Mit dem Namen geht es schon los. Vom Theaterstück Vagina Monologues über die Beschreibungen in der Netflix-Serie Sex Education bis hin zur Alltagssprache: Die Vulva wird verschwiegen. So ist viel zu oft von der Vagina die Rede, wenn eigentlich das äußerlich sichtbare weibliche Geschlechtsteil gemeint ist, nämlich die Vulva.

Aber es ist eben nicht nur die Sprache, die fehlt, es ist auch das Wissen über dieses Körperteil. Sind in feministischen Kreisen mittlerweile Fakten rund um die Vulva Basiswissen, sieht es in großen Teilen der Bevölkerung noch anders aus. Und das betrifft nicht nur diejenigen, die nicht selber eine Vulva haben, sondern Frauen* selbst: Eine britische Krebshilfeorganisation machte zu dem Thema eine Umfrage und legte Frauen eine anatomische Grafik vor – wo genau die Vagina liegt, wusste nur die Hälfte der Frauen.

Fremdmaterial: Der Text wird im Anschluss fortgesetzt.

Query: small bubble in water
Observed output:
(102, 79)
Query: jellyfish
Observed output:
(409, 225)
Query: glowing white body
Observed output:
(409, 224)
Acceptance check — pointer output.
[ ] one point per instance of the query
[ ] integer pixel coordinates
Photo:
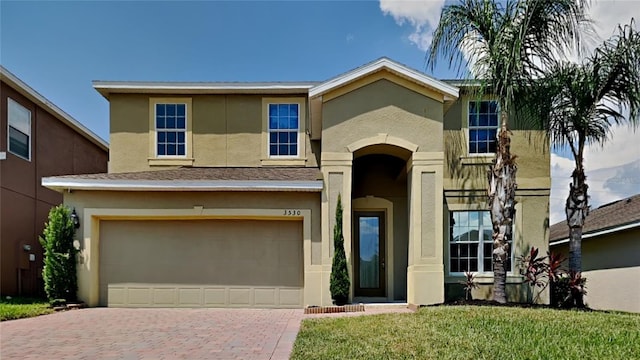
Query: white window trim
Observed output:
(10, 103)
(480, 274)
(467, 127)
(167, 160)
(284, 160)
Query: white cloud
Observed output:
(611, 169)
(421, 15)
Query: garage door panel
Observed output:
(201, 263)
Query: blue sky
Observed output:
(59, 47)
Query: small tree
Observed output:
(59, 273)
(340, 282)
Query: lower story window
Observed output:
(471, 242)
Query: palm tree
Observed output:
(509, 43)
(584, 101)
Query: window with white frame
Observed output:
(19, 131)
(171, 128)
(284, 125)
(483, 126)
(471, 242)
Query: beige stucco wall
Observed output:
(382, 107)
(530, 229)
(227, 131)
(194, 263)
(611, 264)
(464, 171)
(182, 206)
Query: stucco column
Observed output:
(425, 271)
(337, 171)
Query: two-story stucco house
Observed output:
(224, 194)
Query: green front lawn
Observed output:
(18, 307)
(472, 332)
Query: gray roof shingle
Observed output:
(209, 173)
(618, 213)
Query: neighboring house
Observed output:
(37, 139)
(610, 254)
(224, 194)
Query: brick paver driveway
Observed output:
(108, 333)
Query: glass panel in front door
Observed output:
(369, 249)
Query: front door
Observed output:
(369, 246)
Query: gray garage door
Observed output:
(201, 263)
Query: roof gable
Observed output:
(448, 92)
(27, 91)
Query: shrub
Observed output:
(469, 284)
(566, 289)
(339, 282)
(534, 270)
(59, 273)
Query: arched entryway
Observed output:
(380, 229)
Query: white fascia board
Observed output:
(450, 92)
(133, 86)
(598, 233)
(192, 185)
(43, 102)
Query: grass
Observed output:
(19, 307)
(471, 332)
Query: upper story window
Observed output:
(171, 129)
(284, 126)
(471, 242)
(483, 126)
(19, 130)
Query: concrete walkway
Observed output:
(110, 333)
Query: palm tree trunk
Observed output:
(501, 191)
(576, 210)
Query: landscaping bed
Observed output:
(19, 307)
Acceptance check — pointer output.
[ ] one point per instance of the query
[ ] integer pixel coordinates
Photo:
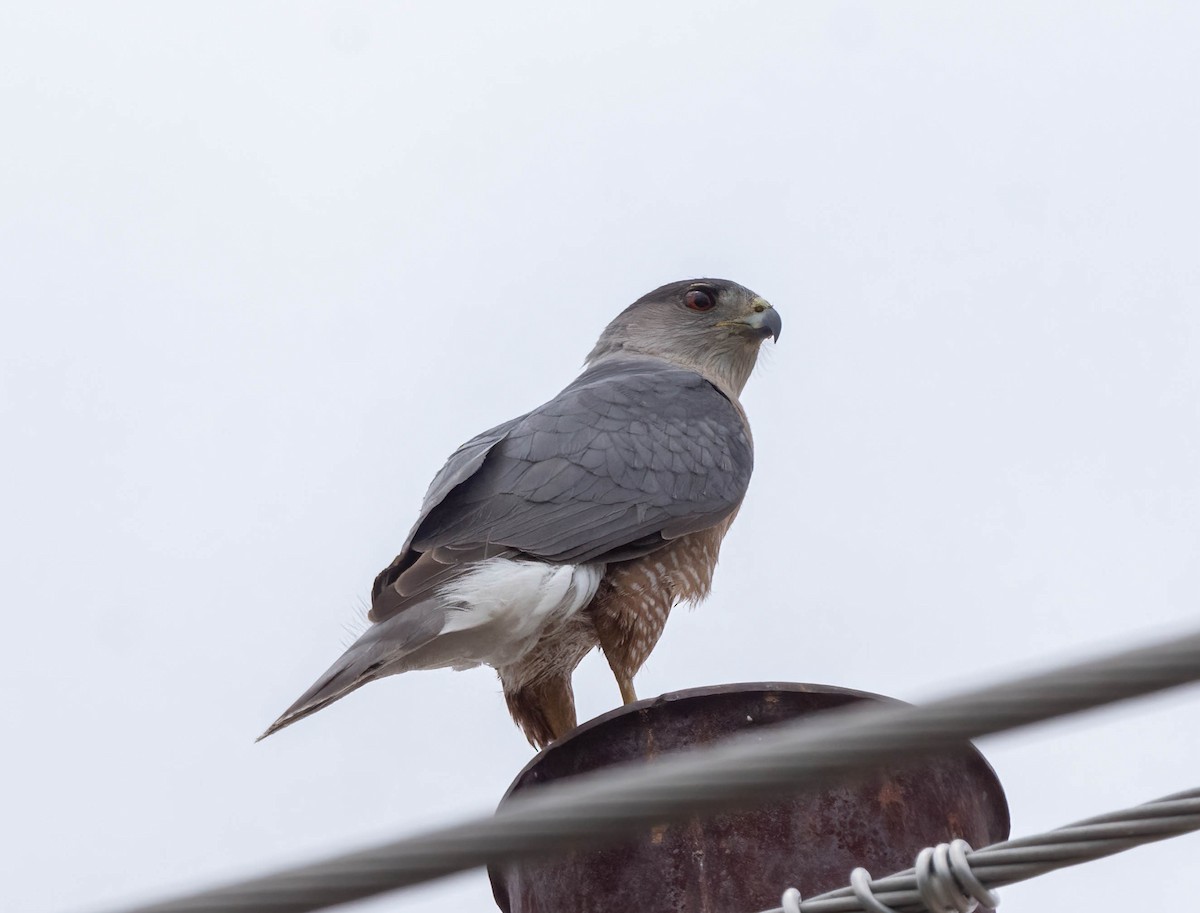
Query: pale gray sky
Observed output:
(265, 264)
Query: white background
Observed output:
(264, 265)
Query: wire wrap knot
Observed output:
(945, 882)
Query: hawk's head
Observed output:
(714, 326)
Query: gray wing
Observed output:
(630, 455)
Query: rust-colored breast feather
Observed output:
(635, 598)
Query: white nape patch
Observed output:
(509, 604)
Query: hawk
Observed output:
(581, 523)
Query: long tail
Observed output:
(377, 653)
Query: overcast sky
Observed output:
(264, 265)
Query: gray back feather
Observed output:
(633, 454)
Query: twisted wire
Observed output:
(1018, 860)
(737, 773)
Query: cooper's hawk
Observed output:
(581, 523)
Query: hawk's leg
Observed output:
(625, 683)
(544, 709)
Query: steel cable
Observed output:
(739, 772)
(1018, 860)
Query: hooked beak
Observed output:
(763, 322)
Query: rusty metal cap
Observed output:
(742, 862)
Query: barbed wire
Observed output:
(1018, 860)
(737, 773)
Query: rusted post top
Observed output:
(741, 863)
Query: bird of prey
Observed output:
(581, 523)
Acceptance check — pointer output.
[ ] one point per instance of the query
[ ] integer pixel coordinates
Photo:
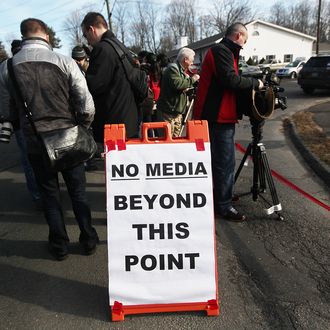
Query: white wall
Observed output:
(271, 41)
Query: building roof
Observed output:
(278, 27)
(208, 42)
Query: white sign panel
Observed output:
(160, 224)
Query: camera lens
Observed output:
(5, 132)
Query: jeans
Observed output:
(75, 181)
(28, 171)
(223, 164)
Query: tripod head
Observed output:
(256, 129)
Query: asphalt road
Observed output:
(272, 274)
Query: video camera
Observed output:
(271, 80)
(260, 105)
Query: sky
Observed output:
(53, 13)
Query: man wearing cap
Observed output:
(113, 97)
(56, 94)
(28, 170)
(217, 102)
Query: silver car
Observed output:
(291, 70)
(249, 70)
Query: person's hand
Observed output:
(196, 77)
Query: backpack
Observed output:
(136, 77)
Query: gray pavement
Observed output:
(321, 116)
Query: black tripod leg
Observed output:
(256, 172)
(276, 203)
(246, 155)
(262, 170)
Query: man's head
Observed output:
(186, 57)
(93, 26)
(16, 46)
(33, 27)
(79, 55)
(237, 32)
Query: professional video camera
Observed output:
(259, 105)
(271, 80)
(266, 100)
(259, 108)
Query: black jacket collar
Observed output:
(235, 48)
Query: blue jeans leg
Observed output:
(75, 181)
(28, 171)
(223, 164)
(50, 193)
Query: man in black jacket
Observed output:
(217, 101)
(56, 95)
(111, 91)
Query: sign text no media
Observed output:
(160, 224)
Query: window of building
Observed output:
(270, 57)
(288, 58)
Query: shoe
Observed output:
(91, 167)
(57, 253)
(38, 205)
(89, 246)
(233, 215)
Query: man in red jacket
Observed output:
(216, 102)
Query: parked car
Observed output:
(315, 74)
(271, 66)
(291, 70)
(249, 70)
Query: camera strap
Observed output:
(19, 95)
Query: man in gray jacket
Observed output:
(175, 81)
(57, 96)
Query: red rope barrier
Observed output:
(290, 184)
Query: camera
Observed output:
(6, 130)
(271, 81)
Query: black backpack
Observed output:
(136, 77)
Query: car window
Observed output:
(293, 64)
(318, 62)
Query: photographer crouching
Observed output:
(172, 101)
(219, 89)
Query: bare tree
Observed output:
(3, 53)
(206, 28)
(278, 14)
(120, 22)
(226, 12)
(145, 27)
(72, 26)
(181, 19)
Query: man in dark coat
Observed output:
(219, 91)
(111, 91)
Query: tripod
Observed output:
(261, 170)
(186, 116)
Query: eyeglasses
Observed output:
(85, 31)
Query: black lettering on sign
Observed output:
(170, 261)
(130, 170)
(165, 201)
(139, 231)
(153, 231)
(175, 169)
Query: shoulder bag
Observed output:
(64, 147)
(136, 77)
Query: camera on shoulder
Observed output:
(6, 130)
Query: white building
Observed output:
(270, 41)
(266, 40)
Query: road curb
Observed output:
(321, 169)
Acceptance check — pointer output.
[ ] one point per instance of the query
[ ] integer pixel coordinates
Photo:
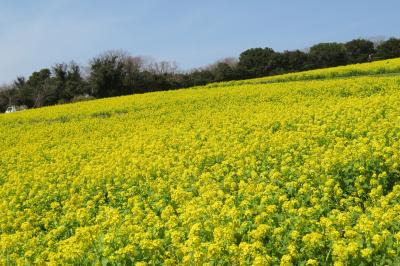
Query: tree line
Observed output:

Bei vielen Mediziner*innen sind manche Fakten auch nicht bekannt.
Filmemacherin Denise Dismer

Und selbst denjenigen, die es qua Beruf wissen sollten, fehlt zum Teil Wissen rund ums weibliche Geschlechtsteil. Das ist zumindest die Erfahrung von Filmemacherin Denise Dismer. Sie hat für den Sender 3sat die Wissenschaftsdokumentation Vulva und Vagina – neue Einblicke in die weibliche Lust (in der Mediathek verfügbar) gedreht und im Rahmen ihrer Recherche festgestellt, wo es hapert: "Bei vielen Mediziner*innen sind manche Fakten auch nicht bekannt. Ich habe auch viele gefragt, die mir dann sagten, dass selbst Dinge wie die Größe der Klitoris oder weibliche Ejakulation im Studium einfach nicht vermittelt werden."

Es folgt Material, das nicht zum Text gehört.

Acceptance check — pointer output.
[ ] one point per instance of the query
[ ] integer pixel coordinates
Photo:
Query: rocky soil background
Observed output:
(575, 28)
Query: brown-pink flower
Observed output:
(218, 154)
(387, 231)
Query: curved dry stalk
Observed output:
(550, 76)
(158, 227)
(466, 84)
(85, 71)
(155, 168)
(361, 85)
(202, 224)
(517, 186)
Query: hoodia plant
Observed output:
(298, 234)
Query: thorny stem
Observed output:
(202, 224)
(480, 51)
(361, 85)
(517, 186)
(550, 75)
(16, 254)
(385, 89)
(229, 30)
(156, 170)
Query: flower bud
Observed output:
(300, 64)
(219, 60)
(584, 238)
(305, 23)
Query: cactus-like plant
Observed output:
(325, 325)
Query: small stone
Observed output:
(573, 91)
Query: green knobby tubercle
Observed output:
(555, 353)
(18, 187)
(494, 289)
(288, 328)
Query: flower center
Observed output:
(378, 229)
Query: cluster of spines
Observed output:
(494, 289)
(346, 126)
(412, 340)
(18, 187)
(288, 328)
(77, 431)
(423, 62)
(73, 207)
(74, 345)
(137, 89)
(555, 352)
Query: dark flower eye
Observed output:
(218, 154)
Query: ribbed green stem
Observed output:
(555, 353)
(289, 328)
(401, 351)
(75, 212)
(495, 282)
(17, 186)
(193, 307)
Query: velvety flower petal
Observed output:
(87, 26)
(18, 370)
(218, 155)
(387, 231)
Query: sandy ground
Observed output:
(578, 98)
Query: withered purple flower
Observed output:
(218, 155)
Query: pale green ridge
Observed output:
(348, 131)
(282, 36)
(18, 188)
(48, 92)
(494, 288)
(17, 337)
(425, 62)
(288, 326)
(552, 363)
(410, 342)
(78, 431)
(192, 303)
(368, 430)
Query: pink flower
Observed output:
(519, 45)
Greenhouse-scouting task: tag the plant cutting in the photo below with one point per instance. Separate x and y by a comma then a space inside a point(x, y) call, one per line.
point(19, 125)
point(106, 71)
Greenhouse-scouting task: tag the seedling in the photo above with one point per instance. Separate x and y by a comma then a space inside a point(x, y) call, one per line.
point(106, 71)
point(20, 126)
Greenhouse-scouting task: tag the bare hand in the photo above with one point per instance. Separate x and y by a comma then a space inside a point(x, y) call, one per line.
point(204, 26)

Dabei, und das war für Dismer das Erstaunliche bei den Dreharbeiten, ist es nicht so, dass dieses Wissen überhaupt nicht vorhanden ist: Es war schon da, werde uns aber vorenthalten.

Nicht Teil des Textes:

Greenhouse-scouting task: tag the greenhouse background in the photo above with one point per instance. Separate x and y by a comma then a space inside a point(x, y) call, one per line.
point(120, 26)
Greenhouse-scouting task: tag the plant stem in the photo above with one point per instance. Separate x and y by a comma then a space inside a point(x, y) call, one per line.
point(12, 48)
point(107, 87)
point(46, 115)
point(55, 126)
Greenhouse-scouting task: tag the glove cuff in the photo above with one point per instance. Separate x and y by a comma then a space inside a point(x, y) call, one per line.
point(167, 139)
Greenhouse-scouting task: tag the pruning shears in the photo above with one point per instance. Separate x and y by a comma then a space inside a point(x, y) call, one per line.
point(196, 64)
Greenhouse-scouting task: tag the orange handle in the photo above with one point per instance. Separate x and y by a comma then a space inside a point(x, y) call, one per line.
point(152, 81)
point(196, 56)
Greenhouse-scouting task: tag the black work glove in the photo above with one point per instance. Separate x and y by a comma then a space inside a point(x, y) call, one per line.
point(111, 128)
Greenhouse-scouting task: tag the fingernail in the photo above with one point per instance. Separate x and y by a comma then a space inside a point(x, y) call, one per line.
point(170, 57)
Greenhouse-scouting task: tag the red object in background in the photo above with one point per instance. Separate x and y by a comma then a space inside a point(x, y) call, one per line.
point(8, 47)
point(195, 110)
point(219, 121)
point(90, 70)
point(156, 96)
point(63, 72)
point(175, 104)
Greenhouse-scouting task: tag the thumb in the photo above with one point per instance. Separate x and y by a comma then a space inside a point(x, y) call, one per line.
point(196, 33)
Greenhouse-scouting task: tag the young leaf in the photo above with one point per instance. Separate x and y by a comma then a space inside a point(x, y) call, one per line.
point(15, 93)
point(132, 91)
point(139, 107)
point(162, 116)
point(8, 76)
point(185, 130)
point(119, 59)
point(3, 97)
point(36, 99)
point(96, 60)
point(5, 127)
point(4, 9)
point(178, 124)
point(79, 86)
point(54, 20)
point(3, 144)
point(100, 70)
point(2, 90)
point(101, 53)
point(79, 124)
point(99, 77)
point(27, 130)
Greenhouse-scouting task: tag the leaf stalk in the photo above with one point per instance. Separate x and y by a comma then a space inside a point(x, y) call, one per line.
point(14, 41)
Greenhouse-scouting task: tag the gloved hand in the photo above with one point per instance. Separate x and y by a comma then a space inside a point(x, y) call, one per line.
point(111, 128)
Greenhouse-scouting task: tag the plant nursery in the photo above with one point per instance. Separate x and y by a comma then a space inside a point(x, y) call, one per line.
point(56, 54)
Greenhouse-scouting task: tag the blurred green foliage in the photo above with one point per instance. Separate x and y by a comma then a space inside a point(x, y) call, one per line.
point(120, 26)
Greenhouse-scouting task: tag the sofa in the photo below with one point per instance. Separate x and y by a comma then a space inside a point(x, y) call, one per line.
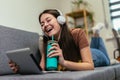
point(11, 39)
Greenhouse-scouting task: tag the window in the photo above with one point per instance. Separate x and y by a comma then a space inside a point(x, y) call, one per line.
point(115, 13)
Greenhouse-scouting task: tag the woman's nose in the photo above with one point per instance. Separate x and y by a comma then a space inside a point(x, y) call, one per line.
point(46, 24)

Sehr eindrücklich belegt das der Biologe Daniel Haag-Wackernagel, den Dismer für ihre Doku interviewt hat. Haag-Wackernagel zeigt eine anatomische Zeichnung der Vulva aus dem Jahr 1844, vom deutschen Anatomen Georg Ludwig Kobelt, er nennt sie "absolut herausragend" und sagt: "Es gibt bis heute eigentlich nichts Besseres."

Man muss ja noch nicht mal etwas Neues erforschen, das Wissen war ja da.
Denise Dismer

Das Wissen liegt also eigentlich vor, aber es wird nicht vermittelt, Dismer konnte es kaum glauben: "Wenn man sich diese sehr genaue Zeichnung aus dem 19. Jahrhundert anschaut und dann aktuelle Abbildungen aus Anatomiebüchern, wo die Klitoris wie eine Kidneybohne aussieht, kann das doch nicht sein! Man muss ja noch nicht mal etwas Neues erforschen, das Wissen war ja da."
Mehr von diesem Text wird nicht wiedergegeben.